Nos sensations contribuent également d’accroître ces espaces en floutant les limites entre le dedans et le dehors. Le titre, la semi-obscurité, les éléments auréolés de lumière et le son de Gobé font appel à nos sens. Nous sommes enveloppés d’une atmosphère vaporeuse où les idées ne sont pas enchaînées les unes aux autres. La réalité est floutée pour en faire une sorte de marécage éthéré dans laquelle on peut s’interroger sur sa présence au monde.
 

A l’instar des contes, Gobé stimule notre imaginaire. Or l’imagination, pour Albert Einstein, est plus importante que la connaissance. La connaissance étant limitée alors que l’imagination englobe le monde entier, stimule le progrès, suscite l’évolution (7) et comme le précisait Jean-Jacques Rousseau, le monde de la réalité a ses limites ; le monde de l’imagination est sans frontières.
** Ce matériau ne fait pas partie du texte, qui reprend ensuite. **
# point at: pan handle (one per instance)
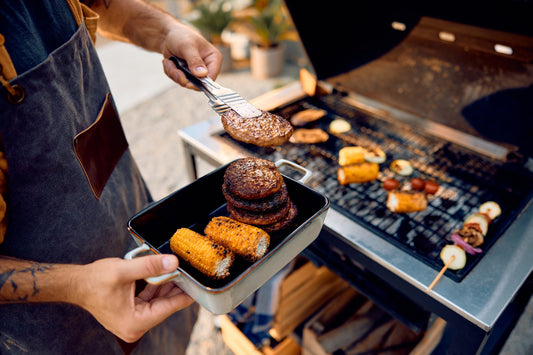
(307, 173)
(155, 280)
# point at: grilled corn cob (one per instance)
(351, 155)
(357, 173)
(406, 201)
(202, 253)
(243, 239)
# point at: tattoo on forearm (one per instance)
(8, 278)
(90, 2)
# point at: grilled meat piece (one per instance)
(309, 136)
(260, 218)
(253, 178)
(283, 223)
(248, 241)
(265, 130)
(203, 254)
(274, 201)
(471, 233)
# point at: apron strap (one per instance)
(83, 12)
(15, 93)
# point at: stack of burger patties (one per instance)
(256, 194)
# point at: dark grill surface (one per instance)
(466, 179)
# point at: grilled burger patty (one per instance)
(271, 202)
(284, 222)
(252, 178)
(260, 218)
(265, 130)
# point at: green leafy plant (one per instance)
(268, 23)
(213, 18)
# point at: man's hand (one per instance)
(201, 56)
(106, 288)
(147, 26)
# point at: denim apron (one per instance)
(73, 185)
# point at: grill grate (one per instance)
(466, 180)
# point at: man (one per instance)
(72, 186)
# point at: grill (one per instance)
(447, 86)
(467, 179)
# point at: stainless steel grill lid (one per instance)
(464, 66)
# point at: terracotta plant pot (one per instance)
(267, 62)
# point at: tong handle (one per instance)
(198, 82)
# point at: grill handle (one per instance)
(154, 280)
(307, 173)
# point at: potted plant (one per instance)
(212, 18)
(268, 24)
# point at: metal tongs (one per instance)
(220, 98)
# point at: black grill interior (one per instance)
(466, 179)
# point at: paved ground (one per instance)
(153, 109)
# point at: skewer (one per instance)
(439, 275)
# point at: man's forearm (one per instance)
(134, 21)
(27, 281)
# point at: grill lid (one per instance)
(468, 67)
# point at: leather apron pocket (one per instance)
(100, 146)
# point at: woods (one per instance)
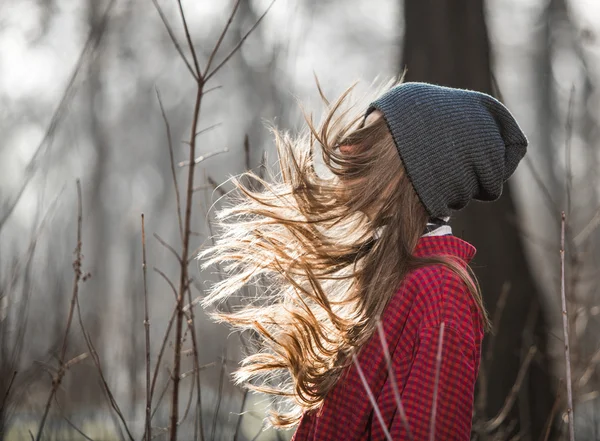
(122, 109)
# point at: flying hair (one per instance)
(323, 254)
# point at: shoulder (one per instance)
(441, 296)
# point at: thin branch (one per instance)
(217, 187)
(188, 37)
(550, 202)
(203, 158)
(549, 422)
(164, 276)
(221, 37)
(207, 129)
(238, 425)
(510, 399)
(164, 342)
(438, 365)
(105, 387)
(392, 377)
(172, 161)
(91, 44)
(57, 379)
(566, 330)
(168, 247)
(148, 433)
(174, 39)
(568, 135)
(6, 395)
(372, 399)
(209, 75)
(219, 395)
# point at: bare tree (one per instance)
(446, 42)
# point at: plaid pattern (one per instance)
(411, 323)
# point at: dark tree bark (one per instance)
(446, 42)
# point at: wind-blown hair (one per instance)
(325, 253)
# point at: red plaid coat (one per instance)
(428, 297)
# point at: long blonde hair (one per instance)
(325, 253)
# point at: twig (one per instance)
(588, 229)
(190, 42)
(77, 274)
(219, 396)
(168, 247)
(247, 151)
(91, 44)
(109, 395)
(550, 202)
(392, 377)
(148, 434)
(372, 399)
(510, 399)
(566, 329)
(548, 425)
(219, 189)
(209, 75)
(221, 37)
(172, 161)
(5, 400)
(438, 365)
(206, 129)
(203, 158)
(238, 425)
(174, 39)
(569, 130)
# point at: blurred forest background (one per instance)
(96, 90)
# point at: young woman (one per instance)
(368, 321)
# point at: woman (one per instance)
(361, 263)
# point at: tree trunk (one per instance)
(446, 42)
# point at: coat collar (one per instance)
(444, 245)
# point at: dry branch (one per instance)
(394, 383)
(372, 399)
(62, 369)
(565, 317)
(438, 365)
(148, 425)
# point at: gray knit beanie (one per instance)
(456, 145)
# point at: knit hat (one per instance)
(456, 145)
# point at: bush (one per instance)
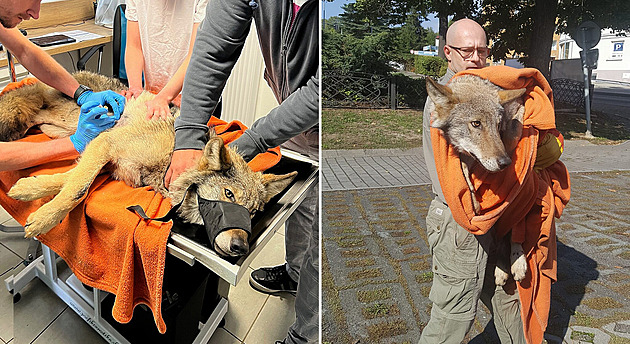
(412, 93)
(430, 65)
Elsa Guillaume nous invite bien à embarquer pour un voyage en des terres lointaines sans être pour autant si inconnues.

Leïla Simon, 2017

Pour voir le site de l'artiste cliquez ici

(1) Les découpes, un même élément découpé en morceaux, reviennent d’ailleurs régulièrement dans le travail d’Elsa
Guillaume (Succulente, Rodéo, Petrographie, pour n’en citer que quelques-unes).

(2) Je ne peux que vous recommander de lire le texte « Elsa Guillaume ou les tentations tentaculaires » de Marc Donnadieu,
2016.

 

(3) Gilbert Durand, « Structures anthropologiques de l’imaginaire », 1960.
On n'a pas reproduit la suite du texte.